# Nissan.com



## Centurion (Sep 5, 2002)

Did you ever wonder why nissan.com doesn't go to the Nissan site? Here's why.


----------



## Psch91 (May 18, 2002)

Yeah, that sucks, I saw it on tv a while back. NissanDriven.com is a lot better I think.


----------



## sethwas (Apr 30, 2002)

Hey,
Just for the record, the "nissan" in that article is pronounced 
"knee-sahn" knee as in the body part, and sahn as in daniel-sahn from the karate kid.
Nissan otherwise is pronounced like this ^^^, 'nissin', or the british way (the way they say in in the nissan advertisements) niss-san. niss, like 'miss' and san like 'sand'.

Seth


----------



## SuperblkStalion (Aug 26, 2002)

sethwas said:


> *Hey,
> Just for the record, the "nissan" in that article is pronounced
> "knee-sahn" knee as in the body part, and sahn as in daniel-sahn from the karate kid.
> Nissan otherwise is pronounced like this ^^^, 'nissin', or the british way (the way they say in in the nissan advertisements) niss-san. niss, like 'miss' and san like 'sand'.
> ...



and here i thought i was the only one who knew that. it is pernounced differently in other parts. but i feel sorry for the guy from nissan.com simply because it has been hs family name for a long time. i think Nissan should leave this guy alone and concentrate on making faster quality cars for the US, too many new cars are coming out turboand we need to be able to compete with them


----------



## G_Funk013 (Jul 9, 2002)

Yeah, I think that Nissan should just leave this guy alone and worry about their cars and stuff.


----------



## Psch91 (May 18, 2002)

I sort of agree, but then again I dont. Just cause the guys name is Nissan or whichever, he shouldnt have the right for that website. He is 10x smaller than Nissan. And many people that want to get to Nissans Site would go to Nissan.com, therefore giving the guy free publicity. In all respect, I think he should send Nissan a monthly check, cause his business must be kicking.


----------



## sethwas (Apr 30, 2002)

Actually,
In the world of economics and finance it is first come first serve. He got it first, so finders keepers. If nissan wants it, pay him for it. Afterall he owns the name and domain. Thats how it works everywhere else, I don't see an exception here.

Seth


----------



## Gimp (Jun 9, 2002)

Psch91 said:


> *I sort of agree, but then again I dont. Just cause the guys name is Nissan or whichever, he shouldnt have the right for that website. He is 10x smaller than Nissan. And many people that want to get to Nissans Site would go to Nissan.com, therefore giving the guy free publicity. In all respect, I think he should send Nissan a monthly check, cause his business must be kicking. *


 BULLSH*T!!! More power to the little people. In this free world, first come...first serve. Nissan should have thought about claiming the rights to the web address a long time ago. Hell look at Dodge. Their website USED to bewww.4adodge.com not www.dodge.com for the longest time.


----------



## Psch91 (May 18, 2002)

> Nissan should have thought about claiming the rights to the web address a long time ago


At the guys time, they were Datsun, so thats why they didnt claim the domain name NISSAN before that guy.

(Right?)


----------



## dry (Oct 21, 2002)

They should have just thrown some money at him. You know nissan has enough. I bet that guy would have been happy with 50k for that site. Anyway I think that the internet was officially released AFTER nissan had changed names. not 100% I could look it up but frankly I dont give a crap.


----------



## dundee (May 11, 2002)

no offense, but the internet was "released" a while back ~ 60's.  ever heard of arpanet?


----------



## Gimp (Jun 9, 2002)

no offense either, but I highly DOUBT that the majority of the general public knew what the hell the internet was in the 60's. I believe 1985 is when Datsun was changed to Nissan. And as far as I can recall, In '85 people were still working on 286's and 386's or even IBM XTs.

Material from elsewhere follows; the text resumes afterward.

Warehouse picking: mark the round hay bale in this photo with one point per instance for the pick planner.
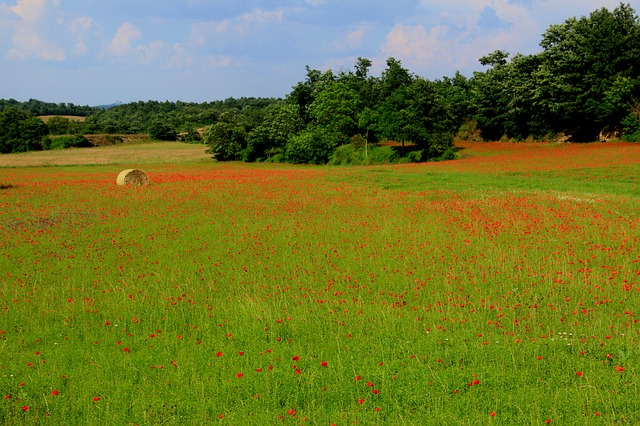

Not to be harping on ya dundee, but I just think the little person here has the big company by the balls, so-to-speak, and he should hold out for as much as he can. I would. HELL, I would even hold out for a couple grand, though.


----------



## Seva (Jul 10, 2002)

the guys is just jacking up the price.

if my name was nike and i had nike.com would it make sense for me to keep the domain to promote, say, my services as a, oh i don't know, something no one would give a damn about, say Russian fairy tale teller?
see what I mean?


----------



## 91SR20DE (Nov 25, 2002)

While I'd like the convience of just typing nissan.com myself, I have to stick on the littel guys side, seriously people, think about the money involved here. I'm a self proclaimed lazy bastard, and that seems like easy money to me. If you look on ebay, you'll see web domains on there, its a business. I'm willing to bet somebody payed big money to own "bigdick.com" or something simple and silly like that. I'd get as much out of them as possible if it were me, then I'd tell them it was for not releasing the SR20DET in the U.S.!  (you know you gonna see if that bigdick.com thing works, don't kid yourself, you sicko you)


----------



## Gimp (Jun 9, 2002)

91SR20DE said:


> *I'm a self proclaimed lazy bastard*


You need to make that your signature. TOO funny.


----------



## Psch91 (May 18, 2002)

From BigDick.com



> Actual Testimonial- I've tried the pump, but to no avail! Only a temporary solution. But with this program, I notice a permanent solution! Thanks for the new found confidence!" -A.F.



Oh yeah, the site exists.


----------